The use of EAD fragmentation generates distinctive fragments that allow lipid species to be properly identified. The sphingosine backbone of SM produces 2 peaks at m/z 225.1015 and m/z 253.1081.6 This is pattern is unique to SM and unlike the C-O doublet that characterizes the glycerol backbone of PC (Figure 1). Figure 4 illustrates the full characterization of the SM(d18:1/18:1(d9)) standard. The left panel shows the full spectrum for the SM standard, including fragments indicative of the amide-linked backbone, specifically sphingosine, along with the localization fragments for the sn-1 and sn-2 chains. Magnified on the right panel indicates the presence of a double bond at the C9 position on the sn-2 chain.
To evaluate capabilities of characterization of an endogenous SM extracted plasma was analyzed. The lipid shown in Figure 5 can be identified as a SM by the fragments at m/z 184.0838, m/z 225.1015 and m/z 253.1075, but this lipid could be SM(d16:0_18:1), SM(d16:1_18:0), SM(d18:0_16:1), SM(d18:1_16:0), etc. The diagnostic ions produced at m/z 447.3151 and m/z 463.3363, shown in the left panel of Figure 5, reveal that the sphingosine chain is d18:1 and the sn-2 fatty acid chain is 16:0. Calculating the m/z difference between the fragments in the right panel confirmed that the sn-2 fatty acid chain does not have any double bonds. The lipid compound detected in plasma was therefore identified as SM(d18:1/16:0).

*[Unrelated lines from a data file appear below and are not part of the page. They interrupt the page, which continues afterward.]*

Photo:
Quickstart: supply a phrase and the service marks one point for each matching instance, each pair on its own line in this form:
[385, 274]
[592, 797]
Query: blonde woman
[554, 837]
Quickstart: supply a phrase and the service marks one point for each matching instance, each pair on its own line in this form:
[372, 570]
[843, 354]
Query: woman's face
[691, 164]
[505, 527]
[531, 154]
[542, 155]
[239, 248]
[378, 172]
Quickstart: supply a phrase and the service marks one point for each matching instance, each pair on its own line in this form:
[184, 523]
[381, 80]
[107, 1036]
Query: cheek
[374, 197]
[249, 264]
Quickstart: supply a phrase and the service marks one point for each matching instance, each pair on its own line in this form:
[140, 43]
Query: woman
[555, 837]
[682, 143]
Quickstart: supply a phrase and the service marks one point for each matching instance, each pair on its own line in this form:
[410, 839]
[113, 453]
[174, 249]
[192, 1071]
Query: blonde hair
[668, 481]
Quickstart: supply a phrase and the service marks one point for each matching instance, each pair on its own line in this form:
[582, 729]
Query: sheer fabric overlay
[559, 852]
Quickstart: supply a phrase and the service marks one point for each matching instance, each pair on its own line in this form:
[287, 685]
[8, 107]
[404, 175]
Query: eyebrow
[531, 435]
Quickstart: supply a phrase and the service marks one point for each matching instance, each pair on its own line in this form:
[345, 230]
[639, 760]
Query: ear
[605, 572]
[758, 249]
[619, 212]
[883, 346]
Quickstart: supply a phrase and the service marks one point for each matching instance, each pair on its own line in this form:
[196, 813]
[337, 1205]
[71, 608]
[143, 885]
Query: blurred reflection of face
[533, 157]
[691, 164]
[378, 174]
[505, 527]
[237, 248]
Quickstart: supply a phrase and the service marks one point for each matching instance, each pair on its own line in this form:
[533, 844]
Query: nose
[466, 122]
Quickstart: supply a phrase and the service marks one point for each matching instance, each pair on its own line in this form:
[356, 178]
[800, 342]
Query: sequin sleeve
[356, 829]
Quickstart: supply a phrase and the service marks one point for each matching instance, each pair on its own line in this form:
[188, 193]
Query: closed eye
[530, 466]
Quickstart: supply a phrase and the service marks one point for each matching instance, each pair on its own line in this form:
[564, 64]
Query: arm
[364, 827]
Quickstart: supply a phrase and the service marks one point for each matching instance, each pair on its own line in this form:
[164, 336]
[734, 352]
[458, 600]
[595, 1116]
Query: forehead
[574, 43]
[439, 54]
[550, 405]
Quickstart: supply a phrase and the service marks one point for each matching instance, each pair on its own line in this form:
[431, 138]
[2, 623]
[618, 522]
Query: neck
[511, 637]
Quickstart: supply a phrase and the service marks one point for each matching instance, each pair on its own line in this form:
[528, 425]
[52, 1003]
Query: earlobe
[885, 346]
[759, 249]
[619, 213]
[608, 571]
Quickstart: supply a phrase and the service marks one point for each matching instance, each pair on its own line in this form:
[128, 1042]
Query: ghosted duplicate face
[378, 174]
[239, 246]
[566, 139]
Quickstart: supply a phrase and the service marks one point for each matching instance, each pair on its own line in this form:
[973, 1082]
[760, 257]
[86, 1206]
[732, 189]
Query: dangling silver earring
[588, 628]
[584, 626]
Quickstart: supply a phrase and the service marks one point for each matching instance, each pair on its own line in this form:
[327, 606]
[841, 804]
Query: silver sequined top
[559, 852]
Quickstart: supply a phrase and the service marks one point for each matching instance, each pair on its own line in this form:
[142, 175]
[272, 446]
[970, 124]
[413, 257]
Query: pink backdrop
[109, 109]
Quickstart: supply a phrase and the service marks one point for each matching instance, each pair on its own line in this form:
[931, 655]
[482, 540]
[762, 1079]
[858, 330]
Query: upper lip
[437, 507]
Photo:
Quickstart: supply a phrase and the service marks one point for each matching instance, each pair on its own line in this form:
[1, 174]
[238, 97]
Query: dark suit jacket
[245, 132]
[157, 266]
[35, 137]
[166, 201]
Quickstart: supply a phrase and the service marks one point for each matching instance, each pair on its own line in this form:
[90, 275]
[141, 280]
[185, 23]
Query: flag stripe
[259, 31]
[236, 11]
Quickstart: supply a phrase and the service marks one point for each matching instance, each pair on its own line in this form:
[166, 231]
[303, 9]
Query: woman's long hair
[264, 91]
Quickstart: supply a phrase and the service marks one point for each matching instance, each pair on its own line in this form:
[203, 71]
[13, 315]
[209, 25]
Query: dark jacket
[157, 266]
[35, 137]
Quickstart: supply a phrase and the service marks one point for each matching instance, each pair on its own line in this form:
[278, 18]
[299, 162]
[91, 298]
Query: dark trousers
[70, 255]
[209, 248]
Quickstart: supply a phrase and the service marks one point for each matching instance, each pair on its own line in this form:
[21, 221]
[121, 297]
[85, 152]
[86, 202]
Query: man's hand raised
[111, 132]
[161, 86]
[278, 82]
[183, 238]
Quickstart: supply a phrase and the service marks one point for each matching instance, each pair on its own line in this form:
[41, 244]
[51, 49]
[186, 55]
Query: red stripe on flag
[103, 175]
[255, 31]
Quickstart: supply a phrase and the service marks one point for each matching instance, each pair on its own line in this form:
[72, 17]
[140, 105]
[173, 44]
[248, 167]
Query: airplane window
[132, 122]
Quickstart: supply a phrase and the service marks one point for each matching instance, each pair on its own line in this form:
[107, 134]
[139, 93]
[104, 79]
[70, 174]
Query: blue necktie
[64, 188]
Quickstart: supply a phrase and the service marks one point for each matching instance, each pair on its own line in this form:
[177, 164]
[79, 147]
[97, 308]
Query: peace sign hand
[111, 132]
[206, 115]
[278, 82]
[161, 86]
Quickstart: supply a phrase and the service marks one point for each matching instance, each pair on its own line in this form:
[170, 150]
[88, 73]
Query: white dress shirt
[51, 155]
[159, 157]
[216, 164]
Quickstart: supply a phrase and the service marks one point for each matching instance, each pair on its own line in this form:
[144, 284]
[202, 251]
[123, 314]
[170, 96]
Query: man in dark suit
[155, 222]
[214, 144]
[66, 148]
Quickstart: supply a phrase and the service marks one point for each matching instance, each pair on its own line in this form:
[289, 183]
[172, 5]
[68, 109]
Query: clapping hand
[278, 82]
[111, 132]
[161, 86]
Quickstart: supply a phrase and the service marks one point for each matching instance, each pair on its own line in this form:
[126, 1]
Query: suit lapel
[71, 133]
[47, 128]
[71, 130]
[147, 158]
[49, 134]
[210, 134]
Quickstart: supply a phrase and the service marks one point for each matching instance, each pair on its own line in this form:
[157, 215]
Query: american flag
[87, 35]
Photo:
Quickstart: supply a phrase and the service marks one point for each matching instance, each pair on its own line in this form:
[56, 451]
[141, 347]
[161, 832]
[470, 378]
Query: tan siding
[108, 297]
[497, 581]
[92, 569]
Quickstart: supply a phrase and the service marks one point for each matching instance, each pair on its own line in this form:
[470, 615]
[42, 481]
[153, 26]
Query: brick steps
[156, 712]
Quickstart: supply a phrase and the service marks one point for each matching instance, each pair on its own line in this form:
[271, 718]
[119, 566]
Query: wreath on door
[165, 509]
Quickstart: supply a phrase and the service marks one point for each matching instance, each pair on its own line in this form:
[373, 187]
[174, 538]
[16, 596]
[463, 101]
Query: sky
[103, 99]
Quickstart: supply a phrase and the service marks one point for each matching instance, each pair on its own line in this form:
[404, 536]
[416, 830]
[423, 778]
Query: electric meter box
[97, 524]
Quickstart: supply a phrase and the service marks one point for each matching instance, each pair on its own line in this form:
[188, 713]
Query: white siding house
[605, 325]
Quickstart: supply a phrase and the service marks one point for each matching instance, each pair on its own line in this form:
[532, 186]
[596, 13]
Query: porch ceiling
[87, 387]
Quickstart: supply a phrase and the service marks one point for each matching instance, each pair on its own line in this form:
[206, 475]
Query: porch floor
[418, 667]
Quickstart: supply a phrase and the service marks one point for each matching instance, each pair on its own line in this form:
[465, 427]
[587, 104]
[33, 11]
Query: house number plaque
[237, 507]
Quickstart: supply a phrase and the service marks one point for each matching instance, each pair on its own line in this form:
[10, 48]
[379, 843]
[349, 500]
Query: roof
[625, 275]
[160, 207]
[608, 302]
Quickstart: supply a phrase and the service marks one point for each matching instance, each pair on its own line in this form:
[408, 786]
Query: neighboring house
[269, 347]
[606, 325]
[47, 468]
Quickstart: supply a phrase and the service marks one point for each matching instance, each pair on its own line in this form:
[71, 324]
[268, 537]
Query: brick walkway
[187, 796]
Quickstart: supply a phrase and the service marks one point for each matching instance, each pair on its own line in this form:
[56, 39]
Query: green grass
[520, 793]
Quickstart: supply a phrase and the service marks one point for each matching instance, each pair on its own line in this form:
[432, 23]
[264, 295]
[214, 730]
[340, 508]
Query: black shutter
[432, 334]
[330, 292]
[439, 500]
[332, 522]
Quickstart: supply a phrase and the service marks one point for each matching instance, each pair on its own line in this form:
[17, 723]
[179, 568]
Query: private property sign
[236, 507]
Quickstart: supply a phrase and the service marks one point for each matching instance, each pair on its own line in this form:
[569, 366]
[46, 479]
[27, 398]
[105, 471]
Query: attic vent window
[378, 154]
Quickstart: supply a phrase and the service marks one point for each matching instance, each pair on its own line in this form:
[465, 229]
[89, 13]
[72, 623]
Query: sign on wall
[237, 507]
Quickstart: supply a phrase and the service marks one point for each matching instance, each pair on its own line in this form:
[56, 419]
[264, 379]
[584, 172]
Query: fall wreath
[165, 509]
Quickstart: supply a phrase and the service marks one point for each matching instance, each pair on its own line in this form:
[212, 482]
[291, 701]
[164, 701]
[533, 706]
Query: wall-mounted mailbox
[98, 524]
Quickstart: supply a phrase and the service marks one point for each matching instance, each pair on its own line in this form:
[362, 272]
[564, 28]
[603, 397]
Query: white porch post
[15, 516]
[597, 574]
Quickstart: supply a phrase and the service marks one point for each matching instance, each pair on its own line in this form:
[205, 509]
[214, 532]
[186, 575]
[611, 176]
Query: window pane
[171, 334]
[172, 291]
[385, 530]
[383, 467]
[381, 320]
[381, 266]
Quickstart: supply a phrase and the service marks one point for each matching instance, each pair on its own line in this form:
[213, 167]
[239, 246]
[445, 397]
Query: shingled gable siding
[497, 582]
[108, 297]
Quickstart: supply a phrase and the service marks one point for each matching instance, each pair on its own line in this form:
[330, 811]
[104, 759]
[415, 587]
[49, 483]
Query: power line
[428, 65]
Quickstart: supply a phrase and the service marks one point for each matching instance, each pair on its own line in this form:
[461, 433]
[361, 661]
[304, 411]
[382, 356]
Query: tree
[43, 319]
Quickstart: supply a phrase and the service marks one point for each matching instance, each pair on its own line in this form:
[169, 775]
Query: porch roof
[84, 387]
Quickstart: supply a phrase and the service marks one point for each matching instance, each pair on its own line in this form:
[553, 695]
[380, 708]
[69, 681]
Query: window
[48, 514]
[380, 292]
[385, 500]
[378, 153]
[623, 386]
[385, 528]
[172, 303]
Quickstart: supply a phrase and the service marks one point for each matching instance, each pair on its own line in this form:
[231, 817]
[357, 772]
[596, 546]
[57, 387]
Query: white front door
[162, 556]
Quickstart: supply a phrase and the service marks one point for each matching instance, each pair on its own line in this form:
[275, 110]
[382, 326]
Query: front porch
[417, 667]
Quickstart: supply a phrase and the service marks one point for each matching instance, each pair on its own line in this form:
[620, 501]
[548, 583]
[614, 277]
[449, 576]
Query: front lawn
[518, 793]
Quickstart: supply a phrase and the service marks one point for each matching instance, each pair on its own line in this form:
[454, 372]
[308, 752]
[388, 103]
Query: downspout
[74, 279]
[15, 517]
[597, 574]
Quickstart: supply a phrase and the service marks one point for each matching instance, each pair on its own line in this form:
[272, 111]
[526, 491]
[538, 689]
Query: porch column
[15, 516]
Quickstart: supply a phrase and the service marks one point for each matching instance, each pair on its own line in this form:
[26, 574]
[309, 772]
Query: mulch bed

The use of electron activated dissociation (EAD) fragmentation on the ZenoTOF 7600 system generates rich lipid structural information, which enables complete structural identification. The fragmentation spectra generated with EAD enabled the differentiation of PC and SM lipid standards compared to conventional CID. The Zeno MS/MS functionality provides significant MS/MS sensitivity gains that enables localization of the double bond(s). This approach successfully generated data that were used to identify phosphatidylcholine (PC) and sphingomyelin (SM) lipids in complex plasma samples.